The Oyo State Government has indicated its resolve to enforce total restriction of human and vehicular movements during the Saturday national monthly environmental sanitation exercise.
Making this disclosure in Ibadan, the state capital on Friday was the Commissioner, Ministry of Environment and Natural Resources, Dr. Abdulateef Oyeleke.
The restriction of movement, he said, would however not affect those on essential duties, including health workers, journalists and the law enforcement agents.
A statement made available to journalists by the commissioner indicated that the exercise would hold between 6am and 9am on Saturday, warning the residents against the violation of the environmental sanitation law.
The statement indicated that deviants would face severe penalties, stressing, “There shall be total restriction of both vehicular and human movement except for those on essential duties.”
It directs chairmen of Local Government and Local Council Development Areas in the state to ensure compliance in their respective domains as it is expected that citizens utilize the period to clean their surroundings.

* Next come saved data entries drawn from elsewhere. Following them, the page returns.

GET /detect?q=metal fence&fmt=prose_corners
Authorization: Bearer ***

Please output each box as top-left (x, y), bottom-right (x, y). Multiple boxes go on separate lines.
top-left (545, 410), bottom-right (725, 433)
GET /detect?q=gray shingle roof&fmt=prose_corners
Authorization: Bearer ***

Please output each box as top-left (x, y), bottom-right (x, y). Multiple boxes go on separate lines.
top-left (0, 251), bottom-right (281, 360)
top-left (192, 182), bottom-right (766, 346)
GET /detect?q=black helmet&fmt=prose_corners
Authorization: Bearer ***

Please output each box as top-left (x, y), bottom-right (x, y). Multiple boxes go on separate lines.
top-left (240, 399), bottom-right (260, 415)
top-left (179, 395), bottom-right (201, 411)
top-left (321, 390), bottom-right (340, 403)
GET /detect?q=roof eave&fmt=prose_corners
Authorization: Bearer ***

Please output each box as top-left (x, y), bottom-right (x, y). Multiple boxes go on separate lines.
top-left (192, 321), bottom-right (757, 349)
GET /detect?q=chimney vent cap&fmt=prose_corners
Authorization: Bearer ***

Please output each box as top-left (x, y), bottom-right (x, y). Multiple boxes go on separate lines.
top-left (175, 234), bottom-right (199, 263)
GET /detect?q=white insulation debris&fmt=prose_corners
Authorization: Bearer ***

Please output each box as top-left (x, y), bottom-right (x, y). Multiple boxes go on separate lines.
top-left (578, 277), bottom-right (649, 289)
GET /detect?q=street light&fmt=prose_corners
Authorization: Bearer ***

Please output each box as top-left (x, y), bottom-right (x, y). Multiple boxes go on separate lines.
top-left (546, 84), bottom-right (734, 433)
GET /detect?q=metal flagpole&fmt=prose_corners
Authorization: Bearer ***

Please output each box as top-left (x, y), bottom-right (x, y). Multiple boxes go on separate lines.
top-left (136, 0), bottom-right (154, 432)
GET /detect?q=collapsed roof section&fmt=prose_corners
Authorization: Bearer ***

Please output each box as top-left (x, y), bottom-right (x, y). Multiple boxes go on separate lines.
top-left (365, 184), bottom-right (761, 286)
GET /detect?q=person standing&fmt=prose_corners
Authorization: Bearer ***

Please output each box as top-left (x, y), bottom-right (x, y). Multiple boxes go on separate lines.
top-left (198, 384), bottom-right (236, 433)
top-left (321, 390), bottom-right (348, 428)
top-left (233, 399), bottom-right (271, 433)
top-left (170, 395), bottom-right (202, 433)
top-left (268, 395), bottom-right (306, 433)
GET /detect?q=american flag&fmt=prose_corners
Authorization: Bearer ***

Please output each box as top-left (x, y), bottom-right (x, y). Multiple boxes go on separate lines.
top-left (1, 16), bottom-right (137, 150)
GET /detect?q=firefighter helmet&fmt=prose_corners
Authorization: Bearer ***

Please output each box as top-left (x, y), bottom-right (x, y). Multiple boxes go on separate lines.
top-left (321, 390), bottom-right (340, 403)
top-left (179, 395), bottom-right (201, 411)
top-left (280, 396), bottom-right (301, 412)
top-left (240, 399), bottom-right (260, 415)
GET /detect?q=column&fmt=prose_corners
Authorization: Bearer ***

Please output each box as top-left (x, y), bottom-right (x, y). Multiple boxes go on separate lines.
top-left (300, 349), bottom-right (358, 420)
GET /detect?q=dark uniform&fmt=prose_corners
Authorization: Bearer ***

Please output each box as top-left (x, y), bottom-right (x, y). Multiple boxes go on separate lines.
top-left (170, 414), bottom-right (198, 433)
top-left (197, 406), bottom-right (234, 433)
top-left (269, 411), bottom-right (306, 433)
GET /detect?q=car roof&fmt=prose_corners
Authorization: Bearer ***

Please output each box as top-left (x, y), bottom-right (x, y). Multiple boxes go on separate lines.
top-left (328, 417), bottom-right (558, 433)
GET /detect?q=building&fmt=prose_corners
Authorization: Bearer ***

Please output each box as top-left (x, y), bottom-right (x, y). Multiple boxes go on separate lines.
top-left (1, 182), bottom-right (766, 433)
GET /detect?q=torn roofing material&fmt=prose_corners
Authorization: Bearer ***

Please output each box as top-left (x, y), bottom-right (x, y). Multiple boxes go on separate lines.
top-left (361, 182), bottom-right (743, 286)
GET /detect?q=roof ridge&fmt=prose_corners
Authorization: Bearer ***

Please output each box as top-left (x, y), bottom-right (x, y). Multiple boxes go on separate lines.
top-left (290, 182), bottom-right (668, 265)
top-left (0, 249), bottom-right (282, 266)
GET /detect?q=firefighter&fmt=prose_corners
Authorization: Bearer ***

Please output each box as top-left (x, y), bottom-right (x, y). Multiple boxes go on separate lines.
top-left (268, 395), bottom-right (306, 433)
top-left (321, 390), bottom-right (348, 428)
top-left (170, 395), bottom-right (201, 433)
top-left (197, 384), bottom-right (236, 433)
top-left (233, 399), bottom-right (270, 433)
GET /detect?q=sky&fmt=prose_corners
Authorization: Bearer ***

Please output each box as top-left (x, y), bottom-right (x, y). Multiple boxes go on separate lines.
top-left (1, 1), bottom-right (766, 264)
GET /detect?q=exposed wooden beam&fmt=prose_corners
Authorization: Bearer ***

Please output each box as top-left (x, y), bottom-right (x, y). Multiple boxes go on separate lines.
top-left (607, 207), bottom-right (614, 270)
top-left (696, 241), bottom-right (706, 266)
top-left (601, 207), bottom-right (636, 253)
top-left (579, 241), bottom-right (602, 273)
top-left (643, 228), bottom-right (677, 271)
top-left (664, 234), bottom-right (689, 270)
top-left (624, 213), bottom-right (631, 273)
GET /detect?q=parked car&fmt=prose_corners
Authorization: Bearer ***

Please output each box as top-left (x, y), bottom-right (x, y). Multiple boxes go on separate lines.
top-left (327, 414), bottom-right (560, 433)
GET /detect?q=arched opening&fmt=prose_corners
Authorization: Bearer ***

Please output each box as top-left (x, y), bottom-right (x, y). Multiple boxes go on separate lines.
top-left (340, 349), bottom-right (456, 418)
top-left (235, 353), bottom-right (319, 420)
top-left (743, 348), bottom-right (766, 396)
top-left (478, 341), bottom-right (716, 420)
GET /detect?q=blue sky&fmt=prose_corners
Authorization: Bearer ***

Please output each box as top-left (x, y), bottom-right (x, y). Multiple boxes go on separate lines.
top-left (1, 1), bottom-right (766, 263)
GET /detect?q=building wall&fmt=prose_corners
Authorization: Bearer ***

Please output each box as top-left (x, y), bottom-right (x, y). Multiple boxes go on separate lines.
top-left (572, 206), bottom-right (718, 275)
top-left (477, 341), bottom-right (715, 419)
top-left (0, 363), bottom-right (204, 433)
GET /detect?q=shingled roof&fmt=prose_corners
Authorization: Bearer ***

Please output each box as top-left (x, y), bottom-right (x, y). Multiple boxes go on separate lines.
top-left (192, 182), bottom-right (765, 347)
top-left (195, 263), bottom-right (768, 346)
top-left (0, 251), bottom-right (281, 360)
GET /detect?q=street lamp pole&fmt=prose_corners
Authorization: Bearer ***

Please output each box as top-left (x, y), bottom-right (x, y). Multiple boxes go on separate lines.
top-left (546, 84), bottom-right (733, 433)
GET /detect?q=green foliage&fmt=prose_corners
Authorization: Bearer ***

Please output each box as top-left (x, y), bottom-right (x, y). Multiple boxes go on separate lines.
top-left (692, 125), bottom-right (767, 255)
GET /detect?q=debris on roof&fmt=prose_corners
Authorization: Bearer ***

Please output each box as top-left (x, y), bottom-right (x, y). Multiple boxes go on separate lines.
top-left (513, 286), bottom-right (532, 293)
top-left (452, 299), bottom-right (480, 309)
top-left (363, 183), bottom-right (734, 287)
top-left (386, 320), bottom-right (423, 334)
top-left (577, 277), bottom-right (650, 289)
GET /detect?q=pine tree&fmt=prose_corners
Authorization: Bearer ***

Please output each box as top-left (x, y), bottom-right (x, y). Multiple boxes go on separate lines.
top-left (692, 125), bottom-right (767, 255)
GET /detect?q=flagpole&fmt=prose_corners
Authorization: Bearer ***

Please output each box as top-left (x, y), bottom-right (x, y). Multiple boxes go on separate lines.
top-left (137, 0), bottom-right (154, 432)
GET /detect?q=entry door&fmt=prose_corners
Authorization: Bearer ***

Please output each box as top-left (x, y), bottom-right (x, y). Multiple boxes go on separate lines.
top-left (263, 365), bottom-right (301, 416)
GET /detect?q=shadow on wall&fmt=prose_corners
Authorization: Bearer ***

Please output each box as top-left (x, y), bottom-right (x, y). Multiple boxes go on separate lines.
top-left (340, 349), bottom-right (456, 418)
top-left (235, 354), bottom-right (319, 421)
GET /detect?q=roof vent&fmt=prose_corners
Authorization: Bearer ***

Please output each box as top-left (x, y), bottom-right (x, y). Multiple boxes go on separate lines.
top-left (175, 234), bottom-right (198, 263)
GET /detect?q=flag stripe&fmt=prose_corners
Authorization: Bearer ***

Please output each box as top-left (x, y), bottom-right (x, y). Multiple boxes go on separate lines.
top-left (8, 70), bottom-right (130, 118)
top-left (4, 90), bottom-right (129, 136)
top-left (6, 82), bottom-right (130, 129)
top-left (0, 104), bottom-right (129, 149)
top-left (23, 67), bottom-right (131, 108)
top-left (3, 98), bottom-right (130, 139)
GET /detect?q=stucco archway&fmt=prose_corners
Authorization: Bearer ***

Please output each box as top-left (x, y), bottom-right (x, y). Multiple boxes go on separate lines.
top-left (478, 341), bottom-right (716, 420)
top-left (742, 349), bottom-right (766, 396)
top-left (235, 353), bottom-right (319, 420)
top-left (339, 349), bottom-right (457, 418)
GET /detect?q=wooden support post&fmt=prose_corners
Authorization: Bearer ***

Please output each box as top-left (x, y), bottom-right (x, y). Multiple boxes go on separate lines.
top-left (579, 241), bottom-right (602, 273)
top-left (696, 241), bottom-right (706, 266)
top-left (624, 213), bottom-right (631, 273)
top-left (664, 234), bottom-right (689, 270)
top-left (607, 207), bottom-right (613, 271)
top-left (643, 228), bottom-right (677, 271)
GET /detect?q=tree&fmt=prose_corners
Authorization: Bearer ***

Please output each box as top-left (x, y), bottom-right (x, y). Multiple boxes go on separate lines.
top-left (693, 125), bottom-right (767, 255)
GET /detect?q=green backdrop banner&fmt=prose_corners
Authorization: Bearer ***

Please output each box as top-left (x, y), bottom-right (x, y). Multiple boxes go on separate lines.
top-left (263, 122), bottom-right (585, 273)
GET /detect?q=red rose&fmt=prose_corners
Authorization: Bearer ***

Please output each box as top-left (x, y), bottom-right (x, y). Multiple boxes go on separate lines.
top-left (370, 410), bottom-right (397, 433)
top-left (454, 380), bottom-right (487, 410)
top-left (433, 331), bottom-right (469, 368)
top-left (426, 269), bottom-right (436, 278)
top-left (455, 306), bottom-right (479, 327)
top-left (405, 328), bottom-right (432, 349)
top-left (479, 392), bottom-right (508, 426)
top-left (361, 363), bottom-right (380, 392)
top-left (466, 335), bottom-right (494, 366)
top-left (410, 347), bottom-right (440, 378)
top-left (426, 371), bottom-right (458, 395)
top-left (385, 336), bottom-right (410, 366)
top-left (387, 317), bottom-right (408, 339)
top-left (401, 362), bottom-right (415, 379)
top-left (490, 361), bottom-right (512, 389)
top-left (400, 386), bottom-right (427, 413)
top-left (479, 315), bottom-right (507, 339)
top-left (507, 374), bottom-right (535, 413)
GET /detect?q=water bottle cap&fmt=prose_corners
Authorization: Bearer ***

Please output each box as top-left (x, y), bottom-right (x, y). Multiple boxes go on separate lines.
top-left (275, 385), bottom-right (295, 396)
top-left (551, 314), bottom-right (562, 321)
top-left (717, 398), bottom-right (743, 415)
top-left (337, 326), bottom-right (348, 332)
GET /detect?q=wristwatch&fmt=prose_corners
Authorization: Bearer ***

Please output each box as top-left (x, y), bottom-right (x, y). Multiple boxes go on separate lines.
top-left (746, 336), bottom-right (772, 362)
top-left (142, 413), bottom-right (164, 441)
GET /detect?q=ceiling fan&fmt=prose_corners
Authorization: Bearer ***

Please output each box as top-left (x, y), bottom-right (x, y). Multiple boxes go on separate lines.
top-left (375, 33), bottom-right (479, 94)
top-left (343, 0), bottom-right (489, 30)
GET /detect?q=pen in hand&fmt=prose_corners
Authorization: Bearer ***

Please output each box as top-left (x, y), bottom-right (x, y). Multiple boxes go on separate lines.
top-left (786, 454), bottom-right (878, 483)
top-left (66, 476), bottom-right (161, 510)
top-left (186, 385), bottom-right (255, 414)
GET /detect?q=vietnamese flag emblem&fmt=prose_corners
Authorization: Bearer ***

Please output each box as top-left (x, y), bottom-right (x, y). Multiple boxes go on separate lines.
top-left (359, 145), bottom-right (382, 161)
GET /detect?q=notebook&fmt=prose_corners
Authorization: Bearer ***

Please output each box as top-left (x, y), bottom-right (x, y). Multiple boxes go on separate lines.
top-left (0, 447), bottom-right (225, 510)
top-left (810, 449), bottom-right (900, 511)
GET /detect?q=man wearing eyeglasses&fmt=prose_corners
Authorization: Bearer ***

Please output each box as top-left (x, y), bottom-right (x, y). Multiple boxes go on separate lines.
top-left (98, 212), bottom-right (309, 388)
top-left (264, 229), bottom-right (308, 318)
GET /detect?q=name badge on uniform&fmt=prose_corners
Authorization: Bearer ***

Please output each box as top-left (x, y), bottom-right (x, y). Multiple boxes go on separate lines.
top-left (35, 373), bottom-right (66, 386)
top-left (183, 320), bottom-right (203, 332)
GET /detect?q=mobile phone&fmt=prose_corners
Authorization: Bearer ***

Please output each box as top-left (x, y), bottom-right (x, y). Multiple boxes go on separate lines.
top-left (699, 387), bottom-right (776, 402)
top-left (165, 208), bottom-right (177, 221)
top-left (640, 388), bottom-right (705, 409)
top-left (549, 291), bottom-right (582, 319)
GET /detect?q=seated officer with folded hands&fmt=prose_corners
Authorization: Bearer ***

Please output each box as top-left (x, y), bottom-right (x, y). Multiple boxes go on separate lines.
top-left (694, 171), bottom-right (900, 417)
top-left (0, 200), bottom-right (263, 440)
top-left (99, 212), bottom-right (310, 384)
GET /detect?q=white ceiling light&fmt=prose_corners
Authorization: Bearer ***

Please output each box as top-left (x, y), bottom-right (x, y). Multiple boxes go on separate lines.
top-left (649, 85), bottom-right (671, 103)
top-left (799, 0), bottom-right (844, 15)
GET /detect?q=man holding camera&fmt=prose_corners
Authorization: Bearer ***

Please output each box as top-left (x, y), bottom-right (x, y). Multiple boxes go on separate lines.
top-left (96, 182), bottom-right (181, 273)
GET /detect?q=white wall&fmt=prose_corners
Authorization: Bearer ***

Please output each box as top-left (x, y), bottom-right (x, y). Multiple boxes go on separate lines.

The release further directs all directors of Environmental Health Services in the 33 Local Governments and 35 Local Council Development Areas within the state to monitor the exercise as a matter of duty.
The statement, therefore, enjoined shop owners, market men and women, security operatives, Road Transport Employers Association of Nigeria, Tricycle Owners and Operators Association of Nigeria, the Association of Commercial Motorcycle Riders of Nigeria and the general public to comply with this directive.
It was gathered that the directive by the state government is sequel to the concern that was raised by concerned stakeholders recently on the sanitary condition of the state.
Against the claim the Chairman, Oyo State Waste Management Authority, Mr Morounfolu Adelore, that Ibadan is no more the dirtiest city in Africa, some people have said that the indiscriminate dumping of refuse in the state in recent time has assumed a worrisome level.
Meanwhile, Adelore had said, last year that the city had achieved 60 per cent compliance with waste management law, stressing that the present administration in the state set out to change the city from being ‘the dirtiest in Africa’ and through advocacy and enforcement, it achieved some of its aims.
He had said during an interview with journalists, “I will tell you that Ibadan has achieved 60 per cent adherence to regulations guiding waste disposal and management. If you go to areas where things used to be bad, we have changed the attitude of the people; it is progressing, people are complying daily. The system arrests offenders and fines them. This is a subtle enforcement.
“There was a time in the history of Oyo State that a former governor was given kudos for maintaining cleanliness in his first term and everything changed during the second term because the responsibility of this waste management agency was ceded to a consultant, the GM and directors were transferred back to their various ministries.
“Oyo State people are very simple and dynamic; it is a pace setter state, advocacy work will not stop, every nook and cranny will get the message and key into the clean and green architecture of OYOWMA.”